La piccola chiesa di Karak, nella valle di Beqā, è popolata di decine di statue di Antonio. Père Elie, parroco maronita, mi racconta di una grazia avuta dal Santo: il suo primo figlio. La chiesa maronita accetta preti sposati. Qui, ai pellegrini, si offre olio, incenso e candele. I fedeli legano corde attorno alla statua del Santo: fanno un nodo e chiedono con insistenza una grazia.
A Kfarzeina, terra cristiana delle campagne di Tripoli, città sunnita, donne musulmane salgono alla bella chiesa maronita di Sant’Antonio per sfiorare una pietra miracolosa e invocare il dono di un figlio. Qui, all’ombra di un grande leccio, ogni 16 di agosto, padre Joseph, prete maronita, celebra la Messa per il leggendario anniversario della nascita di Antonio. Davvero, sant’Antonio mi appare ovunque in Libano.

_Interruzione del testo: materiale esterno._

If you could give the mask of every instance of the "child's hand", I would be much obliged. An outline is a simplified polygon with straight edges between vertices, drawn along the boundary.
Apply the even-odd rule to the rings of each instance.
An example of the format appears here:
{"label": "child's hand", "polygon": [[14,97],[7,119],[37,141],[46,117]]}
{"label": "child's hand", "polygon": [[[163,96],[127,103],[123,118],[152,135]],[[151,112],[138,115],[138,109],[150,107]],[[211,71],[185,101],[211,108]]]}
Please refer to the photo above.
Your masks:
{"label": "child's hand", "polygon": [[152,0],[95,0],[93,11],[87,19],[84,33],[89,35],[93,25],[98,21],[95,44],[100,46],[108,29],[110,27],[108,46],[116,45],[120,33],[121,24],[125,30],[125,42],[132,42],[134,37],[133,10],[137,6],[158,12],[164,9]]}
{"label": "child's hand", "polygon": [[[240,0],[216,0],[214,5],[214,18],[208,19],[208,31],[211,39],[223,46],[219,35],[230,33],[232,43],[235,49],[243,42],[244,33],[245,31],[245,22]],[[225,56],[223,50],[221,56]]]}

Torno a Jeitah. Venti chilometri a nord di Beirut. Qui vive il vescovo César. «Devi uscire dalle grandi arterie – consiglia – prendere strade secondarie. Qui i poveri sono nascosti. Sono invisibili. Ma vai a Naba, accanto al quartiere borghese dove noi abbiamo la chiesa di sant’Antonio. Vai a vedere». Una strada divide i ricchi dai poveri. Ho visto il film Cafarnao, di Nadine Labaki. Girato per i vicoli di Naba.
Un bambino che porta in giudizio i genitori accusandoli di averlo messo al mondo nell’inferno della povertà. È la Beirut che non vedi mentre parcheggi dietro a una Lamborghini o bevi arak con ghiaccio in un caffè di Hamra. Due volte a settimana, alcuni vecchi di Naba prendono un service, un taxi collettivo, e vanno fino alla chiesa di Sant’Antonio, distolgono lo sguardo dal lusso dei trentadue piani dell’Hilton (proprio davanti alla chiesa) e si siedono alla tavola apparecchiata dai frati.

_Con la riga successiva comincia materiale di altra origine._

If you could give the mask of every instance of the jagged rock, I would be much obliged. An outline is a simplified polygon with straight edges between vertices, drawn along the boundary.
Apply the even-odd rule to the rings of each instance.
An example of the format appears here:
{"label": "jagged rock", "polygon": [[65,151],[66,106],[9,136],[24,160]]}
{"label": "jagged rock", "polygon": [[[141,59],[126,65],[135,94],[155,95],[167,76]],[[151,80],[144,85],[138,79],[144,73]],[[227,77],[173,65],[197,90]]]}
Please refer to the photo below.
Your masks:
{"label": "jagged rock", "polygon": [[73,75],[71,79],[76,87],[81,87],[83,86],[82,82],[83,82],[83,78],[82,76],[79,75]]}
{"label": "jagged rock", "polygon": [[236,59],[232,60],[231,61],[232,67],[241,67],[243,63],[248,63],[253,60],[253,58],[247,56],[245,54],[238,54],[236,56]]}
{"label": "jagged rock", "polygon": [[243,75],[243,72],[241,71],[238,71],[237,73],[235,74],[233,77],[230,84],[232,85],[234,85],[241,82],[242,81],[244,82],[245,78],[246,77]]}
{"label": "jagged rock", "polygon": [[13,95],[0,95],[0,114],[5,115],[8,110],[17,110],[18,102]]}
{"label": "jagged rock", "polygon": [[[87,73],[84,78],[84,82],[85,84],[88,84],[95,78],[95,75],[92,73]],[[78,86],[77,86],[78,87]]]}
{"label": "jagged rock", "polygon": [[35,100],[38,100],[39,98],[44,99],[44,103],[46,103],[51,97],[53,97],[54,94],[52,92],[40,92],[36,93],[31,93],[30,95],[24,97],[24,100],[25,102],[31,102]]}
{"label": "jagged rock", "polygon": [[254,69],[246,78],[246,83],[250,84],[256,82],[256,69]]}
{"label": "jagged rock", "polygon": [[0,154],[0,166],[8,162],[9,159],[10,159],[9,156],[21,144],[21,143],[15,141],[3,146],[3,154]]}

C’è una festa che annuncia un matrimonio. Il cugino del padre del futuro sposo è un prete cattolico. Il giovane ama una donna sciita. La madre della sposa, velata, racconta al prete che invoca santa Rita. I ragazzi dovranno decidere «come» sposarsi. Le leggi libanesi impongono un matrimonio religioso. Il prete benedice la promessa d’amore dei due ragazzi innamorati.
Che Paese è questo? Leggo un poema di Khalil Gibran, scrittore cristiano diventato celebre con il libro "Il profeta", e quindi scambiato, spesso, per musulmano. Nel 1920, scriveva: «A voi il vostro Libano dei conflitti, a me il mio Libano dei sogni che vi nascono».
Dove tutti sono minoranza
Questo è un Paese insensato. Folle e intrigante. Non è Occidente, non è Oriente: è una porta, una soglia, un ingresso a mondi sconosciuti e gloriosi. Ti avvolge come la tela di un ragno. Con i suoi ragazzi che sognano di andarsene. Con i suoi artisti, le sue donne, i suoi preti, i suoi imam, i poveri, i ricchi. La gente qui si vede, si sfiora, va a lavorare assieme, mangia gli stessi cibi, sa di vivere su fili sottili e fragili.

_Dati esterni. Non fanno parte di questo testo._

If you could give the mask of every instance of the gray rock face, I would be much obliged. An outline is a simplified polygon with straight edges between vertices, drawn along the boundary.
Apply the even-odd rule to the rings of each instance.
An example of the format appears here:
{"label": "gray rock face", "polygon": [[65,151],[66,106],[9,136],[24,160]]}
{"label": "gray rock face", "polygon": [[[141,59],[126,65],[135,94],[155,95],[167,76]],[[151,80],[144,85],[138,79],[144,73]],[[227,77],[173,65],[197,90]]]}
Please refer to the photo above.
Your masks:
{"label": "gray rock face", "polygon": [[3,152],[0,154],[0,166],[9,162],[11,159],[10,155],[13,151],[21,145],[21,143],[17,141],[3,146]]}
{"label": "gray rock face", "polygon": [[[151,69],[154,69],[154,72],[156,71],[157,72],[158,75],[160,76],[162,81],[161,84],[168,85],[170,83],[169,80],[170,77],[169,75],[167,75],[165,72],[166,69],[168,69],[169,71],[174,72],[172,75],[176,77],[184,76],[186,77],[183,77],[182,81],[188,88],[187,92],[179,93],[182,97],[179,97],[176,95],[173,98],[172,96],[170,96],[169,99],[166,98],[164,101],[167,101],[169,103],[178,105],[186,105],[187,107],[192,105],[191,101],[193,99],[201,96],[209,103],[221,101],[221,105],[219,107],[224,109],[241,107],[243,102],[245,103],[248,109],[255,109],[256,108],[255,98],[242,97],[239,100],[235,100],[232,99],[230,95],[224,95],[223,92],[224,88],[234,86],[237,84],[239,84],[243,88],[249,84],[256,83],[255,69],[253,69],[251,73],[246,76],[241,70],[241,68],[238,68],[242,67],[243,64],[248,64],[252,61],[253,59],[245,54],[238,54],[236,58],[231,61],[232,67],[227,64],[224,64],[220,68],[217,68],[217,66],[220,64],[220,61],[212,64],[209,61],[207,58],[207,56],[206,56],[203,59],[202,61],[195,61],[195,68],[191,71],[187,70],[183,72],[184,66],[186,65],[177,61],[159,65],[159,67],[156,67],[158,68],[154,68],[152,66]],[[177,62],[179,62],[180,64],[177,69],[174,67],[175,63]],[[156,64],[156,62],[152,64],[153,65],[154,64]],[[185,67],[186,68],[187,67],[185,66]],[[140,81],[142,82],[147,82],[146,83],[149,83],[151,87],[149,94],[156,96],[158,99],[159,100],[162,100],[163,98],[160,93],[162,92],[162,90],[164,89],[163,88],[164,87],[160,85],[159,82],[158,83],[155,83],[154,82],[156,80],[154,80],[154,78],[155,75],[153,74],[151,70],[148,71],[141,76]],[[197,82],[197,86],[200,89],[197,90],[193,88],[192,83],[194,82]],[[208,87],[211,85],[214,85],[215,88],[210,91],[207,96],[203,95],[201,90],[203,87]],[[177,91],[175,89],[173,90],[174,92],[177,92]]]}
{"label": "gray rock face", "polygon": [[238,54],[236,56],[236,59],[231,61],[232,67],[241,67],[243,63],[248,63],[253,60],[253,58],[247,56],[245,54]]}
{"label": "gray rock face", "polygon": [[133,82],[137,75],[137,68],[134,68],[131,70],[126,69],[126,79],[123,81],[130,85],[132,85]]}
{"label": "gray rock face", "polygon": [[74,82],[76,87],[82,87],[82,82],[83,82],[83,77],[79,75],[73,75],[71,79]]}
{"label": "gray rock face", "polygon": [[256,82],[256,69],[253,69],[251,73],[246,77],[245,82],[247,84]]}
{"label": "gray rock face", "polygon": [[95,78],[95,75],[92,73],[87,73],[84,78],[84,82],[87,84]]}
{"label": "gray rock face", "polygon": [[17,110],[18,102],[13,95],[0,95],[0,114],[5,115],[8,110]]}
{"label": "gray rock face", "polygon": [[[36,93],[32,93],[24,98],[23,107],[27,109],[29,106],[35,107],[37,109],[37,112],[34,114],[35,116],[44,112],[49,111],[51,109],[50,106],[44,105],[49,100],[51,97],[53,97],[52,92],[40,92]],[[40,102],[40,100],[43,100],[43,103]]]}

Le case del quartiere sciita di Tiro/Sour si affacciano sulle corti del convento di sant’Antonio. A Zahlé, nella valle della Beqā, nel campo profughi (migliaia di famiglie sunnite), fra Iosif è abbracciato da cento bambini siriani, figli dell’ultima, tragica diaspora di gente in fuga.
Al porto di Tiro, una grande statua della Madonna benedice tutte le barche dei pescatori. Indifferente al loro credo, immagino. Ad Harissa, la statua aerea di Nostra Signora del Libano è venerata da un incessante pellegrinaggio di cristiani e musulmani.
Terra di contraddizioni, di diversità. Dove tutti sono minoranza. Le bandiere degli uni sventolano a un passo dalle bandiere degli altri. Viene voglia di mischiarle, confonderle, prendere tutti per mano e fare un grande girotondo per sconfiggere la diffidenza sottopelle. Viene voglia di scambiare santi, preghiere, veli, gonne corte, costumi da bagno, tuniche, profeti. Posso chiedere anche io una grazia ad Antonio? Per il suo Libano?